Everyone wants to be happy. Everyone is capable of being happy. These are simple statements and simple truths. But happiness can be elusive.
We live in an incredibly hurried and stress filled world. When we are faced with bad news, a difficult person, or disappointment, many people tend react in ways that do not serve them well. They overreact, blow things out of proportion, and focus on the negative. They transform minor problems into major issues, and lose sight of the larger picture. Life becomes a struggle and a chore.
Why does it seem that happiness has become an unattainable goal for so many people?
The answer is as simple as the question. We do not know where to look.
Happiness is Found in Ourselves
Too many people search for happiness outside of themselves. They seek happiness from money, possessions, and other people. They do not understand genuine happiness does not come from outside influences. Truly happy people are happy because they have found joy and peace within themselves. These fortunate people have discovered that happiness is a choice, and they choose to be happy in a capricious and uncertain world.
This does not imply that happy people live with their heads buried in the sand. It does not mean that happy people are naif and blind to negative events or the harmful behaviors of others. Happy people see negative outcomes, events, and people as a part of life that must be dealt with; but do not allow them to cause personal discontent.
Do not confuse happiness, contentedness, and satisfaction with a lack of drive or ambition. Happy people do strive for success in their chosen field of endeavor. Happy people follow their passions. Happy people also develop positive, lasting relationships with others. Happy people accumulate possessions. But happy people do not allow their happiness to be dependent upon these things.
Happy people know the only person or thing responsible for their happiness is themselves. The only thing standing between you and your happiness is you. In other words, “We have met the enemy, and he is us.”
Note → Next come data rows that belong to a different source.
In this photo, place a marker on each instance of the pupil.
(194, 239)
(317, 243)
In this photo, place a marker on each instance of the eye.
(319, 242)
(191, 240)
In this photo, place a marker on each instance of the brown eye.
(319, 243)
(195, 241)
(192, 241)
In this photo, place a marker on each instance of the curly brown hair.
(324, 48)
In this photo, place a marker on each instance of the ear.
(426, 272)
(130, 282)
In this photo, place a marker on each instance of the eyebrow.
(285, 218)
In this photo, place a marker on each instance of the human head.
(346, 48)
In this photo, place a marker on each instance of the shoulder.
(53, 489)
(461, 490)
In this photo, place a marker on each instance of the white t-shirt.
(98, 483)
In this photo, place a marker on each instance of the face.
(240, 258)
Small Changes Can Pay Large Dividends: The good news is that everyone has a happy, satisfied life within their grasp. Though we cannot control the world and all of the events around us, we can control how we react to them. We can keep life in proper perspective by employing small strategies that will enhance and increase our happiness and satisfaction with life. Here are three small things we can do every day to alter our attitudes and increase our happiness and satisfaction with life:
Live in the Present Moment: Regardless of what happened yesterday, or a year ago, and what may happen tomorrow or next year, the present moment is where you are.
Too often, we allow our past problems and concerns for the future to dominate our present. We cannot enjoy the present moment because we are anxious and frustrated about things that have already happened or may happen in the tomorrow. We postpone our happiness by convincing ourselves things will be better “someday”.
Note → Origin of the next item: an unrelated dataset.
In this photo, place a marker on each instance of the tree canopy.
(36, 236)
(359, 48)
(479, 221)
Jon Lennon was quoted as saying “Life is what is happening while we are busy making other plans.” What a prescient observation that is. Life is not a dress rehearsal for next week’s big show. While we are busy making other plans, our children are growing up, our neighbors and friends are moving to new neighborhoods, we are getting out of shape and our dreams are dying. Life is going on and we are missing it.
The truth is, now is the only time we have. Yesterday is gone and tomorrow is not promised. Learn to live in and enjoy the present moment. The past and present cause fear, and when we live in the present we push fear from our minds.
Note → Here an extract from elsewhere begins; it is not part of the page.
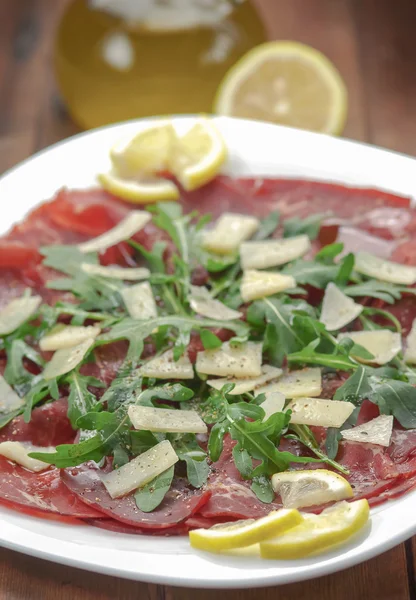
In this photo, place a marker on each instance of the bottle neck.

Learn from the past, keep an eye to the future, but live in the present. Enjoy where you are.
Be Accepting of Imperfections: Have you ever met a perfectionist who was happy and filled with peace and joy? Probably not. The need for perfection and the desire for inner tranquility are in direct conflict. Perfectionists are fighting a losing battle. They become mentally attached to having thing a certain way: Better than they already are. Instead of focusing on what and being grateful for what is good, they obsess about what is wrong and what needs to be fixed. This fosters discontent.
Focusing on imperfections, whether our own or someone else’s, pulls us away from being happy. Making peace with imperfections does not mean we stop trying to do our best. It means we do not allow ourselves to become attached and focused on what is wrong with life. There is always room for improvement, but you can still enjoy and appreciate things the way they are.
It may take some practice, but as we eliminate the need for perfection in all areas of life, we can begin to see the inherent perfection in life itself.
Start Each Day Thinking About Someone to Thank: This is such a simple act and it takes only moments each day. Gratitude and happiness go hand in hand. If you feel genuinely grateful for all the gifts of your life, the happier you will be. It’s that simple.
We all have many things to be grateful for: friends, family, co-workers, and the cop that gave you a break on the speeding ticket last week. Focus on the good in your life. If you wake up each morning feeling grateful it is impossible to feel anything but happy.
These suggestions a just three of myriad ways we can alter our behavior to enhance our inner peace and happiness. Try them or come up with other ways that work for you. Practice random acts of kindness. Spend a moment everyday thinking of someone you love. Think of your problems as learning experiences. The possibilities are unlimited.
Be happy with yourself! Be happy with the world!